Module extractor
Jan Skibinski
jans@numeric-quest.com
Wed, 31 Jan 2001 20:55:57 -0500 (EST)
Hi All,
During the last few days I've been working on the
ModuleExtractor - a high level extractor of modules from
the Haskell source files. This is not a low level
parser -- as used by the compilers -- since it only cares
for the things related to documentation.
I am using the Daan's Leijen Parsec library, which seems
to be well designed, documented and reasonably fast.
The motivation for this work is to replace my home
brewed parsing of source files in Haskell Module
Browser (or rather a sophisticated "grepping") - which
I currently do in Smalltalk - by a Haskell version. I do
not believe that I will gain much on speed here (Hugs
implementation will be probably much slower than the Squeak's
one) but the idea is to move as much code as possible from
the Squeak's to the Haskell's side in order to create
a support code which could benefit other people wishing to
interface such browsers to systems other than the Squeak.
I think this information is relevant to our discussion
and could help in clarifying some issues and provide
some experimental tool.
The parser aims to extract this information from the source
files:
data Module = Module
{ name :: String -- done
, comment :: String -- done
, exports :: [Export] -- chunk for now
, imports :: [Import] -- chunk for now
, fixities :: [Fixity] -- done
, classes :: [Class] -- chunk for now
, instances :: [Instance] -- chunk for now
. categories :: [String] -- chunk for now
, functions :: [Function] -- done
, footnote :: String -- done
}
At the first stage, the parser breaks the source code into
chunks:
type Chunk = [Comment, Code]
and then examines each chunk to convert it to one of the
above specified entities.
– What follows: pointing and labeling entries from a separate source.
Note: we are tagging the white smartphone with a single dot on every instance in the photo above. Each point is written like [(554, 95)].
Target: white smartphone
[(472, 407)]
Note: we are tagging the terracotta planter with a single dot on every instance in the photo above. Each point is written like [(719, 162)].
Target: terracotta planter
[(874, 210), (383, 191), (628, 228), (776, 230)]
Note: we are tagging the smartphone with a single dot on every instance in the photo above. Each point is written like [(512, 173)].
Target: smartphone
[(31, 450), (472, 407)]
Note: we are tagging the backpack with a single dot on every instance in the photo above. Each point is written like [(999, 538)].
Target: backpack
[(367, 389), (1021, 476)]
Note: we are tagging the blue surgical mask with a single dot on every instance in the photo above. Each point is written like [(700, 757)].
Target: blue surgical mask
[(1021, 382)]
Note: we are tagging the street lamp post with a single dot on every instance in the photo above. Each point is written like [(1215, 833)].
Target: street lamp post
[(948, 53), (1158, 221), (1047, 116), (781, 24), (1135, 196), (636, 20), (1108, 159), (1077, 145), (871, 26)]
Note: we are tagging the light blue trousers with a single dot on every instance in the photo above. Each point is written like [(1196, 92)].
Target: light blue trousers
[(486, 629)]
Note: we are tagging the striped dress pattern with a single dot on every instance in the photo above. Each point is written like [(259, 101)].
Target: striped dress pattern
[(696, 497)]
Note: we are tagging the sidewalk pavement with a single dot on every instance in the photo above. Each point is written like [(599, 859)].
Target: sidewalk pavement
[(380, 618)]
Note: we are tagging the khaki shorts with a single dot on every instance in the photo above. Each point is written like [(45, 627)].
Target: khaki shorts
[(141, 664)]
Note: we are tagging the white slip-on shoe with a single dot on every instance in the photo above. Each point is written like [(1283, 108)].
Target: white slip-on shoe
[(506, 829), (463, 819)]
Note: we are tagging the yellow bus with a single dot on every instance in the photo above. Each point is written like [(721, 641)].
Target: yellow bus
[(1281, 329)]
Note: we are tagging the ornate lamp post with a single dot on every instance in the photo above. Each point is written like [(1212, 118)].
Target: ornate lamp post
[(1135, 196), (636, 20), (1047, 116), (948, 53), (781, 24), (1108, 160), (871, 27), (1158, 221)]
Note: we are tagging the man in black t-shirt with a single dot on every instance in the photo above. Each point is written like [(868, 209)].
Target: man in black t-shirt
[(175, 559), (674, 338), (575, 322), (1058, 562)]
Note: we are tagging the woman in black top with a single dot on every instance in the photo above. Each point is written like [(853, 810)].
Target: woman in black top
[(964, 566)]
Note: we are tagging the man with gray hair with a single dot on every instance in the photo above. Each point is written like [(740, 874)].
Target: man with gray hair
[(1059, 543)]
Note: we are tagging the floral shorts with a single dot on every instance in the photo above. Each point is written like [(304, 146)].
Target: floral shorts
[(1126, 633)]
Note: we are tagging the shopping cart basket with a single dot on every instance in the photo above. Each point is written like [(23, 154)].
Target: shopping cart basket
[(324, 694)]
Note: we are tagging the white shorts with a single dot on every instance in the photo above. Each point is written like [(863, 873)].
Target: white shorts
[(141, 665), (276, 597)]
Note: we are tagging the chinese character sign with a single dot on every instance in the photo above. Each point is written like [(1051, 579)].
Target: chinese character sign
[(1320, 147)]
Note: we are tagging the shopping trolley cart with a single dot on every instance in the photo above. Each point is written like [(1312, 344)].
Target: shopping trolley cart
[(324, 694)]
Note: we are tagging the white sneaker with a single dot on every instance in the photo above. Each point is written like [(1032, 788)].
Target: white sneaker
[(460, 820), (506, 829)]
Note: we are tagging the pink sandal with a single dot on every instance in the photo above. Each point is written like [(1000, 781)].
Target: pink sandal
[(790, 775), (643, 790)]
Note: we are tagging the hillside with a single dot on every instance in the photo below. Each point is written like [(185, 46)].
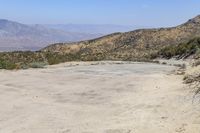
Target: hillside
[(17, 36), (138, 44)]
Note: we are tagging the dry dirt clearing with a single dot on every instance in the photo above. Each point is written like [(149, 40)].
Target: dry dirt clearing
[(103, 97)]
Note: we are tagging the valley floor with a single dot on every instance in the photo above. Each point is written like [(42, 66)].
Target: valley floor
[(97, 97)]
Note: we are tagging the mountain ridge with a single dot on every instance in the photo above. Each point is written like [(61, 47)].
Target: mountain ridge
[(17, 36), (130, 45)]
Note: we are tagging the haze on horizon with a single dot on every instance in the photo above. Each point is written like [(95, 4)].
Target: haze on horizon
[(154, 13)]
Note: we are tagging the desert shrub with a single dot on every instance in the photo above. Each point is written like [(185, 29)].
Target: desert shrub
[(38, 64), (182, 50)]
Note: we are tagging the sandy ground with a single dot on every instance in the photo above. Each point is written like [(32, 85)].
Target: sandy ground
[(97, 98)]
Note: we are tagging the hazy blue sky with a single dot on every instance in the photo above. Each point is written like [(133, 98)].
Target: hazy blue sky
[(125, 12)]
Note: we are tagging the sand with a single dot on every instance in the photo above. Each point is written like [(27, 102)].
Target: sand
[(97, 97)]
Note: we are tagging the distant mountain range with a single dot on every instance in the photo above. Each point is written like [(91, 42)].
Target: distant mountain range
[(17, 36), (93, 28), (133, 45)]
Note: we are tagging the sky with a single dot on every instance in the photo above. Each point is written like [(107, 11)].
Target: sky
[(153, 13)]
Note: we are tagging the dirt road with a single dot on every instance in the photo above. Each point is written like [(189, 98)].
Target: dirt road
[(97, 98)]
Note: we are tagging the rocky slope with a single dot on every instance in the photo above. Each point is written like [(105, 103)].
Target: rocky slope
[(138, 44)]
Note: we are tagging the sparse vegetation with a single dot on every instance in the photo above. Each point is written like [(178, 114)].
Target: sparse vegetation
[(182, 50)]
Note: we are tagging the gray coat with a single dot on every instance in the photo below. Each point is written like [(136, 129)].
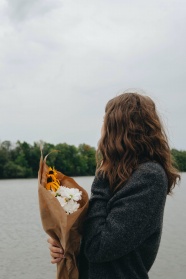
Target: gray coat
[(122, 231)]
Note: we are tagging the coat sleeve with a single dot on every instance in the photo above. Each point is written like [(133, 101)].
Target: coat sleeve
[(135, 212)]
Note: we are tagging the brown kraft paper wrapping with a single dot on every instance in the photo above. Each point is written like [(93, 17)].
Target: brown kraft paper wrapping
[(64, 228)]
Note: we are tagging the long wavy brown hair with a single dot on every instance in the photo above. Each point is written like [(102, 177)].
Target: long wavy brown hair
[(132, 133)]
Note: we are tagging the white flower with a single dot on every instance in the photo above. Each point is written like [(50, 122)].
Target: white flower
[(69, 193), (62, 200), (71, 206)]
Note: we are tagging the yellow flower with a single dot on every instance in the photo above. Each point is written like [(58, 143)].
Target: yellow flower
[(52, 182)]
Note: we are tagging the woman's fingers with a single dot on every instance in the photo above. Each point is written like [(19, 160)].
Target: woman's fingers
[(53, 242), (56, 251)]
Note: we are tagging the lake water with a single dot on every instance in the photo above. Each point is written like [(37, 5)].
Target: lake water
[(24, 252)]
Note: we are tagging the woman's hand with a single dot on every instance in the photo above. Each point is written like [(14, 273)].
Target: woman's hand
[(56, 251)]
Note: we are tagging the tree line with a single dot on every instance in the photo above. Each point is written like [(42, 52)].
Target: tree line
[(21, 160)]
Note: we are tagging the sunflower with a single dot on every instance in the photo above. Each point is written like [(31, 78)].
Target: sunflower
[(52, 182)]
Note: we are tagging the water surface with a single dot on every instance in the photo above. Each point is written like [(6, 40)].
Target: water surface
[(24, 251)]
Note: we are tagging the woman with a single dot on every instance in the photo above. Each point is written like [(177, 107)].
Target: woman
[(135, 173)]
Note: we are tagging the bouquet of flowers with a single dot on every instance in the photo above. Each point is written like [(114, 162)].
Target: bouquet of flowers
[(63, 205)]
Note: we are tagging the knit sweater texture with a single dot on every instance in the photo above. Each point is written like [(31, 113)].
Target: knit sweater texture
[(122, 231)]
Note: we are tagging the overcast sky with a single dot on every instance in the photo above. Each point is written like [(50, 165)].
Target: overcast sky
[(61, 61)]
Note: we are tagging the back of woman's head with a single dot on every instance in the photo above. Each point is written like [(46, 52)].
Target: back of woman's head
[(132, 133)]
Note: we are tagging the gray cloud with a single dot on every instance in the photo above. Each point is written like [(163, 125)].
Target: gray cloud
[(20, 10), (60, 68)]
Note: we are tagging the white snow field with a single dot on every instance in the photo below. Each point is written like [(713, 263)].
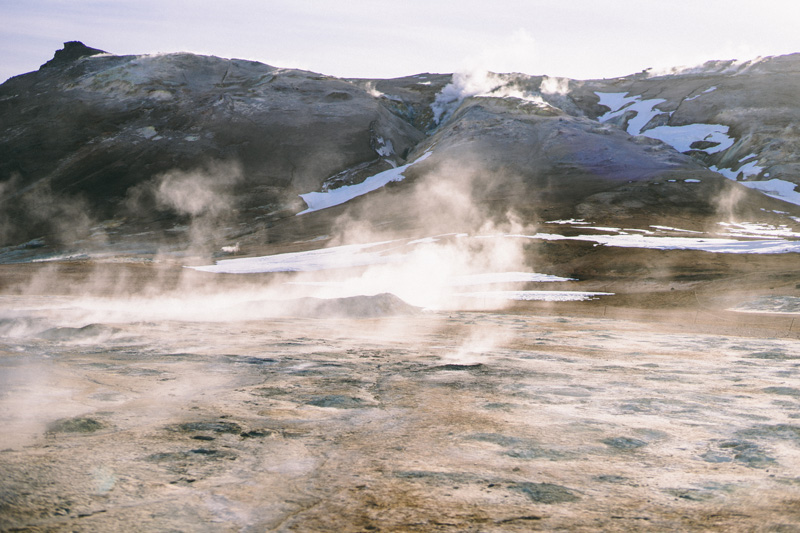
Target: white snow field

For example, the Function datatype
is defined as:
data Function = Function
{ funName :: String
, funSignature :: Signature
, funBody :: String
}
The good news is that the parser is able to deal with
any positional placement of comments. For example,
when it deals with functions it considers any one or all
(concatenating all of them) the following comment options:
+ Many "--" comments or "{- .. -}" comment before the signature
x Signature
+ Many "--" comments or "{- .. -}" comment after the signature
x First line of function body
+ Many indented "--" comment lines
x Indented function body
Similar pattern applies to other entities. But in order
of this positional approach to work I had to admit
a concept of a category (known and cherished in Smalltalk,
Objective C, Eiffel). In Haskell case, a special banner
separates groups of functions. If this is not indicated
somehow then the banner would become a part of the
comment of the entity that follows it (wrong, but not
catastrophic).
It seems, after all, that I was not entirely correct in
one of my previous posts - an intelligent parser can
cope with a purely positional layout, given a bit of help
related to definition of category delimiters.
I should have remembered this, because I've done similar
parsing for Xcoral browser for Java.
I thought that this would be a helpful information
for our discusion. I'll post the code when it's ready.
Jan